Lint JAX AI Stack Getting Started (#106)

8bitmp3 · web-flow · commit 978567868ab3 · 2024-11-20T14:52:38.000-08:00
diff --git a/docs/getting_started_with_jax_for_AI.md b/docs/getting_started_with_jax_for_AI.md
@@ -34,13 +34,13 @@ JAX focuses on [array-based](https://jax.readthedocs.io/en/latest/key-concepts.h
 - [Flax NNX](http://flax.readthedocs.io): A machine learning library designed for defining and building scalable neural networks using JAX.

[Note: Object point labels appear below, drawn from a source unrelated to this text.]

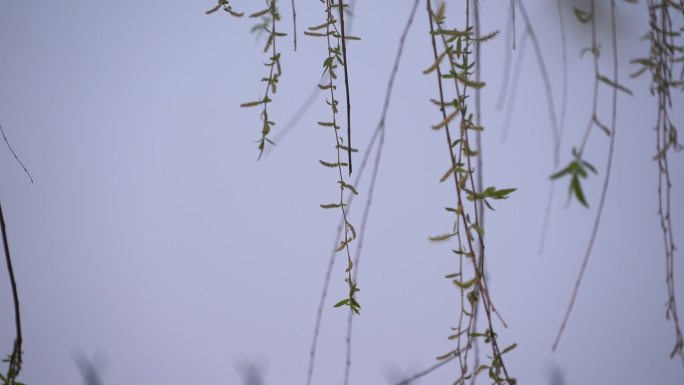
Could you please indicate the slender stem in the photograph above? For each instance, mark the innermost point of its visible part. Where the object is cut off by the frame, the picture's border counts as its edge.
(15, 358)
(346, 83)
(376, 165)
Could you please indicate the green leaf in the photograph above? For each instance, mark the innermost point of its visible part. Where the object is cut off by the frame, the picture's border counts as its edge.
(342, 303)
(441, 237)
(615, 85)
(465, 285)
(583, 16)
(576, 188)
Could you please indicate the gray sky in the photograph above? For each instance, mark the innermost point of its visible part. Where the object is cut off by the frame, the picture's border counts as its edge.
(153, 240)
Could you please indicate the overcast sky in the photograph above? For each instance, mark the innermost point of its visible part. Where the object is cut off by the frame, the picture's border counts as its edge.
(154, 243)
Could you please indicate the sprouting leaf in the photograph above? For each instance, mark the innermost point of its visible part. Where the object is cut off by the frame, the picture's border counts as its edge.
(445, 122)
(441, 237)
(508, 349)
(332, 205)
(613, 84)
(332, 165)
(583, 16)
(487, 37)
(479, 229)
(454, 169)
(576, 170)
(434, 66)
(260, 13)
(465, 285)
(342, 303)
(252, 104)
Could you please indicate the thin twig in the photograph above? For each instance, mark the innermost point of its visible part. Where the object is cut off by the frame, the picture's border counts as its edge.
(15, 154)
(508, 115)
(346, 83)
(564, 69)
(480, 171)
(503, 91)
(513, 19)
(294, 23)
(428, 370)
(604, 191)
(376, 165)
(546, 80)
(15, 359)
(292, 123)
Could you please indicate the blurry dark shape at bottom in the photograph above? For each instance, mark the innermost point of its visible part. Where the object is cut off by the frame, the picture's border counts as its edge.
(252, 372)
(91, 369)
(556, 376)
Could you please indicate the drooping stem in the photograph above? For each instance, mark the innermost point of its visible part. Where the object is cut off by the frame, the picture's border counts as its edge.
(15, 359)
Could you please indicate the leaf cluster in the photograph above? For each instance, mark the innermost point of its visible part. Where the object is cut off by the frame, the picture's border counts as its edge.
(576, 171)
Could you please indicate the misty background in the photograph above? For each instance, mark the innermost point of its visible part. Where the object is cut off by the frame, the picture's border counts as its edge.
(154, 247)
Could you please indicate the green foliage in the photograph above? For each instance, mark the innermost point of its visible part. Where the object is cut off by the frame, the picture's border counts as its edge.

 - [Optax](http://optax.readthedocs.io): A high-performance function optimization library that comes with built-in optimizers and loss functions.
 
-Once you've worked through this content, you may wish to visit the [JAX documentation site](http://jax.readthedocs.io/) for a deeper dive into the core JAX concepts.

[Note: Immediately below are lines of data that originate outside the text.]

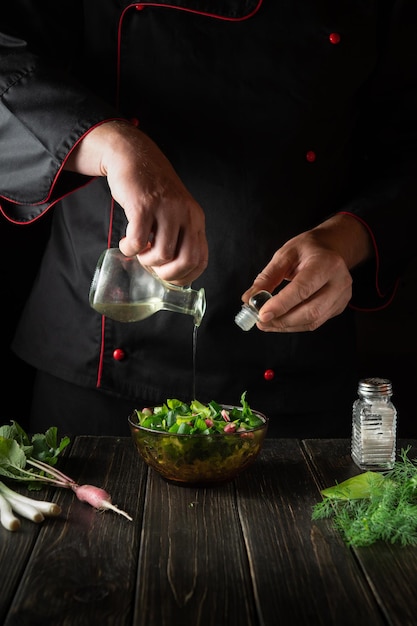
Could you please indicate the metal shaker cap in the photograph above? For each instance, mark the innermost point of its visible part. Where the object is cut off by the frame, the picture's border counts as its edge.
(371, 386)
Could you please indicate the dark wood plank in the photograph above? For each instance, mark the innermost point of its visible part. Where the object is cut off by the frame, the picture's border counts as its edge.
(390, 570)
(299, 569)
(83, 567)
(15, 550)
(193, 568)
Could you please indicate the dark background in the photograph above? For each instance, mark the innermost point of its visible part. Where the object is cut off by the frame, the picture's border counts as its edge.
(386, 345)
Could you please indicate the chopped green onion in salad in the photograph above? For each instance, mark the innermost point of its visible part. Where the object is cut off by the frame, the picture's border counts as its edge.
(180, 418)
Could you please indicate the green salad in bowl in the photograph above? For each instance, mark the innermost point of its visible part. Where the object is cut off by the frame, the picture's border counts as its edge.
(198, 443)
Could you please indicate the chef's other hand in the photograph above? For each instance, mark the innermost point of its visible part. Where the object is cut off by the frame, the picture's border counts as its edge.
(166, 226)
(317, 264)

+After working through this content, you may wish to visit the [JAX documentation site](http://jax.readthedocs.io/) for a deeper dive into the core JAX concepts.
 
 +++ {"id": "z7sAr0sderhh"}
 
-## Example: a simple neural network with flax
+## Example: A simple neural network with Flax
 
-We'll start with a very quick example of what it looks like to use JAX with the [flax](https://flax.readthedocs.io) framework to define and train a very simple neural network to recognize hand-written digits.
+We'll start with a very quick example of what it looks like to use JAX with the [Flax](https://flax.readthedocs.io) framework to define and train a very simple neural network to recognize hand-written digits.
 
 +++ {"id": "pOlnhK-EioSk"}
 
@@ -80,8 +80,8 @@ for i, ax in enumerate(axes.flat):
 
 +++ {"id": "Z3l45KgtfUUo"}
 
-Next, split the dataset into a training and testing set, and convert these splits into [`jax.Array`s](https://jax.readthedocs.io/en/latest/key-concepts.html#jax-arrays-jax-array) before you feed them into the model.
-You’ll use the `jax.numpy` module, which provides a familiar NumPy-style API around JAX operations:
+Next, we split the dataset into a training and testing set, and convert these splits into [`jax.Array`s](https://jax.readthedocs.io/en/latest/key-concepts.html#jax-arrays-jax-array) before we feed them into the model.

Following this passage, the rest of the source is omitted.